A thicket of costly red tape, opaque administrative processes and arbitrary food-trade rules pose a risk to the lasting food security of the three billion people in the APEC region, a new study commissioned by the APEC Business Advisory Council suggests.
The council commissioned the report, entitled ‘Non-Tariff Barriers in Agriculture and Food Trade in APEC: Business Perspectives on Impacts and Solutions,' from the University of Southern California’s Marshall School of Business. It draws on interviews with over four hundred business people, experts and officials from around the region.
“Food insecurity exacerbates the misery of stagnating global economic growth,” said Juan Raffo, 2016 Chair of the APEC Business Advisory Council. “Food security is a fundamental building block of lasting and inclusive prosperity for our region.”

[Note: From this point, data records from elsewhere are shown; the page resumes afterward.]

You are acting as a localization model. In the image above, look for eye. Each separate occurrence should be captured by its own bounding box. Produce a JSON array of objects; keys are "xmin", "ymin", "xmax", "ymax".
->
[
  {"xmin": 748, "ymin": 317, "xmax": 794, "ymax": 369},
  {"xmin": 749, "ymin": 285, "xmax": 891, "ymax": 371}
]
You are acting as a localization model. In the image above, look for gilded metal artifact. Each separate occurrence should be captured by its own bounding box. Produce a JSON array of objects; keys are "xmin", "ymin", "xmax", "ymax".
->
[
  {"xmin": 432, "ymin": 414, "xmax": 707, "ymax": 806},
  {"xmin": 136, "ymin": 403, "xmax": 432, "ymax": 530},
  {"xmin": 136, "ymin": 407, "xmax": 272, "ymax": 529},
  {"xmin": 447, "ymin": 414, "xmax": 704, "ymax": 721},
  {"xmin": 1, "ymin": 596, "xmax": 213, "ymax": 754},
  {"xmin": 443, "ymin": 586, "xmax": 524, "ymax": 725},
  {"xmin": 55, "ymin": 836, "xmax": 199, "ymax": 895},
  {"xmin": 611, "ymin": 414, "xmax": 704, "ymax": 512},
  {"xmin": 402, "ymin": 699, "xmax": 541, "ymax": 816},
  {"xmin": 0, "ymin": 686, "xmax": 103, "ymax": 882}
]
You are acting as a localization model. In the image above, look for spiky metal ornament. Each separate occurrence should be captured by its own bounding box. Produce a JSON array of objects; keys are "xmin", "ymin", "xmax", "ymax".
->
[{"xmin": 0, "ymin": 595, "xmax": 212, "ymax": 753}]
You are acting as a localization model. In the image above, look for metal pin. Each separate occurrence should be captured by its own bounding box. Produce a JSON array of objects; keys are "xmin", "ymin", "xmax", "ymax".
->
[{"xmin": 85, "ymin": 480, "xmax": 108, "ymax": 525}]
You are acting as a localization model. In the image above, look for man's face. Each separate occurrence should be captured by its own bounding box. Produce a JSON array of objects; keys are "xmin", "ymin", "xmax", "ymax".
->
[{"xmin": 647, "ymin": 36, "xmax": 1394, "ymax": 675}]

“Food trade is a critical part of the food security equation. It helps to match up supplies of safe, nutritious and affordable food with demand from around the region. But this study shows that non-tariff barriers and other forms of protectionism mean that food trade is more difficult and expensive than it should be,” Raffo added.

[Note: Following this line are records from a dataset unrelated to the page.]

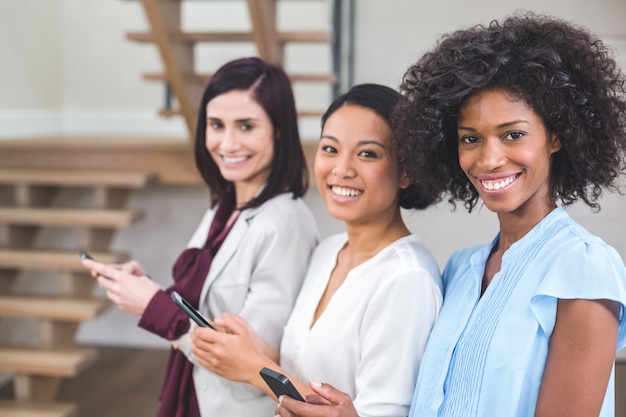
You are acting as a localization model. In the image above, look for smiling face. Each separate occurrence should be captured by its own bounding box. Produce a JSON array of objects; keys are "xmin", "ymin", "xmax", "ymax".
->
[
  {"xmin": 205, "ymin": 89, "xmax": 275, "ymax": 204},
  {"xmin": 457, "ymin": 89, "xmax": 561, "ymax": 217},
  {"xmin": 315, "ymin": 104, "xmax": 410, "ymax": 225}
]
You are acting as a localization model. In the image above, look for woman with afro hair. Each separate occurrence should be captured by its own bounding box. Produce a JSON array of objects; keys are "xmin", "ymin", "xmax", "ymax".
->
[{"xmin": 274, "ymin": 12, "xmax": 626, "ymax": 417}]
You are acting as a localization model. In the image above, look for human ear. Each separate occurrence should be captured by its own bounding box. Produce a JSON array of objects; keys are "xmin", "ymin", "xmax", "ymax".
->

The study found that non-tariff measures, including non-tariff barriers, are increasing in prominence and complexity. Non-tariff barriers include opaque rules, arbitrary standards that are not based in science, and Customs and other import procedures that are slow, costly and excessive. The research showed that these barriers can raise food prices, undermine food quality, impact on food availability and impose extra burdens on small businesses.
Over half the businesses interviewed considered that the trading environment for food and agriculture products remains highly restrictive.
“Business is reporting that these non-tariff barriers can undermine the whole food supply chain. Exporting and importing food becomes expensive and complex – uncertainty and time delays can cripple small business in particular. That works against lasting food security,” said Raffo.
The report stressed the need for a concerted and sustained effort across many fronts to address non-tariff barriers.
“This study suggests that what’s needed is greater transparency, clearer timeframes and better processes for food trade before, at and behind borders. Measures should be designed to avoid impeding trade. Greater harmonization or mutual recognition of standards for labelling and food safety would help. Digital channels hold a lot of promise, too,” Raffo added.
“APEC economies have a big task ahead of them in addressing these NTBs,” commented Raffo. “But the business community is committed to helping deliver lasting food security in partnership with governments, for the benefit of all,” he concluded.
A copy of the USC Marshall School report can be found at: https://www2.abaconline.org/content/download/22613384
The APEC Business Advisory Council was created by APEC Leaders in 1995 to be the primary voice of business in APEC. Each economy has three members who are appointed by their respective Leaders. They meet four times a year in preparation for the presentation of their recommendations to the Leaders in a dialogue that is a key event in the annual Leaders Meeting.